Когда они вышли со двора, Мартынь еще раз пожал плечами и буркнул то же самое:
— Меня — крестным… Да какой же я крестный…
Из хутора Падегов вышел Криш и на большаке присоединился к ним. Кузнец надумал еще завернуть в Сусуры и поглядеть, что поделывает Клавиха. Лучше бы и не ходили, ничего хорошего из этого не вышло. На дворе было уже совсем темно, а в риге всего и свету, что пробивался через открытое волоковое оконце от сальной свечи хозяев, горящей на их половине. Те топили у себя свою плиту, а у Клавихи было страшно сыро, помещение полно копоти и запаха отсыревшей печной глины. Четверо ребят у стены на куче соломы. Меньшой, видимо, занемог, все время тихонечко скулит, в то время как остальные копошатся возле него, утешая. Клавиха, сухая, скорчившаяся, точно береста, приткнулась на скамейке у холодной печи. Она никого ни в чем не упрекала и не жаловалась, а только еле слушала, о чем ее спрашивают гости, придавленная своим неутешным горем. С тяжестью на сердце убрались они отсюда и до самого Лиственного не проронили ни слова. Нет, хвалиться сосновскому ополчению было нечем.
Все уже были здесь; барин велел собраться в большой столовой замка и подождать его — сам он только сегодня утром вернулся из Риги. Приказчик Беркис смог рассказать одно: выглядит барин очень усталым, весь день отлеживался. Экономка Мария Грива поставила на стол угощение — пусть вернувшиеся воины выпьют и закусят, — сама же сновала вокруг них и уговаривала угощаться без стеснения. За эти годы она раздобрела на господских хлебах, подбородок налился и округлился, лицо — будто его одним молоком моют, только под глазами уже появились первые признаки увядания, хотя ей, надо полагать, всего лишь под тридцать. К людям Мария издавна относилась радушно и приветливо, сама налила ополченцам пива в кружки, только пили они как-то неохотно и сидели слишком серьезные. Из болотненских заявился Букис, ведь теперь ему бывшие соратники куда ближе, чем свои земляки. В самой глубине, в сумраке большого помещения, Мартынь увидел и Бертулиса-Пороха; тот стоял уныло, чувствуя себя здесь чужаком. Предводитель подошел к нему.
— Чего же это ты один? Тут же есть чем закусить, и пиво выставили; хватит, нахлебались мы болотной ржавчины.

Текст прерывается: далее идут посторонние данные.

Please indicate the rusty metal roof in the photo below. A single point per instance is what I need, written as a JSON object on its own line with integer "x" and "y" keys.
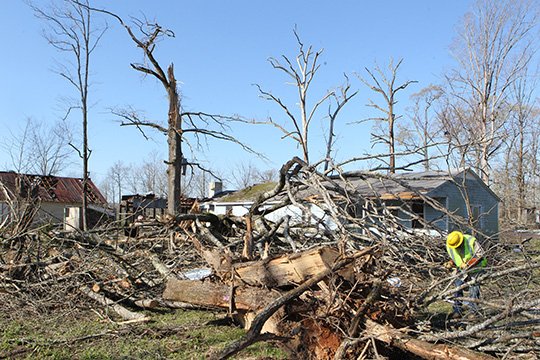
{"x": 49, "y": 188}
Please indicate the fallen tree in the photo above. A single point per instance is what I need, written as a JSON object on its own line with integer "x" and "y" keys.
{"x": 324, "y": 284}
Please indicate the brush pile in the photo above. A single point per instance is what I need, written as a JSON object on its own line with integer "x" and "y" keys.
{"x": 325, "y": 284}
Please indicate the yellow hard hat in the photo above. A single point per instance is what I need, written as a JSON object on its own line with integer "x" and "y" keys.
{"x": 454, "y": 239}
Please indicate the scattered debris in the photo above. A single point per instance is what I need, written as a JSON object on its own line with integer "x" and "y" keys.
{"x": 359, "y": 290}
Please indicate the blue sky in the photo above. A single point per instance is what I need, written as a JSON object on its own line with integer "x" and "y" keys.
{"x": 220, "y": 50}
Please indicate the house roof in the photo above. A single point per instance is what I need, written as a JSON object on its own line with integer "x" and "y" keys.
{"x": 409, "y": 186}
{"x": 52, "y": 188}
{"x": 404, "y": 186}
{"x": 248, "y": 194}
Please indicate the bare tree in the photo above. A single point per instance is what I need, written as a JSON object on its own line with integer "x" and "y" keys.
{"x": 338, "y": 101}
{"x": 71, "y": 31}
{"x": 424, "y": 128}
{"x": 154, "y": 175}
{"x": 494, "y": 44}
{"x": 17, "y": 146}
{"x": 39, "y": 149}
{"x": 384, "y": 83}
{"x": 50, "y": 148}
{"x": 301, "y": 71}
{"x": 520, "y": 157}
{"x": 245, "y": 174}
{"x": 175, "y": 129}
{"x": 117, "y": 174}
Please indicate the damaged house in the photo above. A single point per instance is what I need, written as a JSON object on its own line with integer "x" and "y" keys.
{"x": 419, "y": 200}
{"x": 58, "y": 199}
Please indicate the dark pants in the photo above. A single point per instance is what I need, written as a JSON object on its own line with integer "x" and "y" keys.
{"x": 474, "y": 293}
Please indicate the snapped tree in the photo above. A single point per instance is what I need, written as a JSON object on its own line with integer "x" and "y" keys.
{"x": 148, "y": 34}
{"x": 384, "y": 84}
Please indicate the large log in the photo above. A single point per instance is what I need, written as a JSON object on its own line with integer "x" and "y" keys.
{"x": 286, "y": 270}
{"x": 204, "y": 293}
{"x": 424, "y": 349}
{"x": 126, "y": 314}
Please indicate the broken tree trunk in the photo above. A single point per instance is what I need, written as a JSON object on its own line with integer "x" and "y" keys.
{"x": 424, "y": 349}
{"x": 286, "y": 270}
{"x": 254, "y": 333}
{"x": 217, "y": 295}
{"x": 120, "y": 310}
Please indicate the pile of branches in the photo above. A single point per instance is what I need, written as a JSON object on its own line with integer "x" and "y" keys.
{"x": 327, "y": 283}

Но Бертулис не хотел разговаривать, только буркнул что-то и отвернул черное лицо. Опираясь на клюку, подошел Букис и потащил вожака в сторону, а когда отошли, шепнул ему:
— Оставь ты его в покое, он теперь ни с кем не разговаривает.
Все лиственцы уже знали о беде Бертулиса. Когда он вернулся домой, девчонка кинулась от него под кровать, как от нечистого. В сумерки жена увязала одежду в узел и ушла с девчонкой к родичам, — с дьяволом-де она в одной постели спать не станет. Правда, управляющий имением пригрозил выпороть ее и связанную привести обратно, чтоб жила как положено, да Бертулис все равно знает, что ничего путного из этого не выйдет. Разнесчастный человек, что тут поделаешь…
Вот вышел Холодкевич, по виду и верно больной, кутаясь в длинный халат, в мягких туфлях. Жидкие волосы всклокочены, затылок совсем облез, гладкое, болезненно-желтое лицо припухло, две глубокие морщины с темными тенями возле уголков рта. Хоть и кивнул Марии, когда она поспешно помогла ему усесться в конце стола, но серые глаза его уже не блеснули, как бывало, когда женщине стоило только прикоснуться к нему. Мало-помалу неутомимый охотник до женского пола поостыл и под конец совсем утихомирился. Может быть, повинна в этом была преждевременная старость, вызванная бесшабашным разгулом в годы молодости, но главным образом сказались тревожные времена, — неустанные заботы и неуверенность в завтрашнем дне заглушили его любовь к дебоширству и разврату. Теперь Мария Грива могла жить спокойно: крестьянских девок уже давно не созывали в замок, и ей уже не надо было мучиться постоянным страхом, не подросла ли где-нибудь красивее и бесстыднее ее.